Myths About The First Thanksgiving

the-first-thanksgiving-jean-leon-gerome-ferrisTrue or false: the first Thanksgiving was a hospitable, cooperative harvest celebration among the Pilgrims and the American Indians.

Answer: we don’t really know for sure; that’s probably partly true and partly false. What we do know is that the idyllic image we teach our school-aged children is at best incomplete and probably quite wrong.

The Pilgrims did, indeed, have their first successful harvest at Plymouth Rock in 1621, and it makes sense they would have celebrated.

Whether or not the Wampanoag Indians were invited to participate is uncertain; some accounts suggest that the Indians heard all kinds of gun shot and whooping and hollering over at Plymouth Rock and headed over there to check it out. When they arrived and discovered there wasn’t enough food to go around, they went out hunting and brought back five deer, which they gave to the Pilgrim leader William Bradford.

Other reports say the first officially proclaimed Thanksgiving didn’t take place until 1637.
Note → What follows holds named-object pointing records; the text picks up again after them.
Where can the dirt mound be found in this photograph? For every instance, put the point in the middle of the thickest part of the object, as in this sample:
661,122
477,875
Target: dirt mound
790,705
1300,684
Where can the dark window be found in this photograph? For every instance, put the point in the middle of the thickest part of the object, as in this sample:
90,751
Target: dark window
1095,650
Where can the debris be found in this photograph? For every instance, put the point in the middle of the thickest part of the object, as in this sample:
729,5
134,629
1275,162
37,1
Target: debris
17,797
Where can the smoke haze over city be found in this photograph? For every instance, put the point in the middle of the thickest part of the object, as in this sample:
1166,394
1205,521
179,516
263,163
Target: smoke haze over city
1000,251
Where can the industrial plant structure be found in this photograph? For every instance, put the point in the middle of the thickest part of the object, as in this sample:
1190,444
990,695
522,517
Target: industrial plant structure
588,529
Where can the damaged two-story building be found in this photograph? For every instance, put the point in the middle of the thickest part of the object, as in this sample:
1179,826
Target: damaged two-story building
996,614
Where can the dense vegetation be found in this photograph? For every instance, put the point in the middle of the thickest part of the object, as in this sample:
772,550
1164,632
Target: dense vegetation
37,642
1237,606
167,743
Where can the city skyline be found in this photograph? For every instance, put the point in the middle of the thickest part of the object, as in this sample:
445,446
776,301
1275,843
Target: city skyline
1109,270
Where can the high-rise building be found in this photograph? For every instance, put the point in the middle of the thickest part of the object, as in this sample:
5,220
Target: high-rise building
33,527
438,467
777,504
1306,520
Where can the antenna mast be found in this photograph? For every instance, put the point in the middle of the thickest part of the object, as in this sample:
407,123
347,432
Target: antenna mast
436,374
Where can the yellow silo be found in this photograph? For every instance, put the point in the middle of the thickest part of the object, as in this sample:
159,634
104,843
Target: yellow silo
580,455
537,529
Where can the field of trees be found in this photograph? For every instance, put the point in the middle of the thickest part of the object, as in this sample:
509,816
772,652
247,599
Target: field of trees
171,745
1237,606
That was the year the Pilgrims put an end to a 3-year war over tribal land near the mouth of the Mystic River. They snuck into the Pequot Indian camp before dawn and massacred somewhere between 500 and 700 Indians. The English Captain John Mason called the attack an act of God. The same William Bradford who feasted with the Wampanoags allegedly wrote in his tome Of Plymouth Plantation that the Pilgrim victory was a “sweet sacrifice” and that his people “gave praise to God, who had [given] them so speedy a victory.  It was Massachusetts Bay Governor John Winthrop who then proclaimed “this day forth shall be a day of celebration and thanksgiving for subduing the Pequots.”

And then white oppression of the American Indian continued.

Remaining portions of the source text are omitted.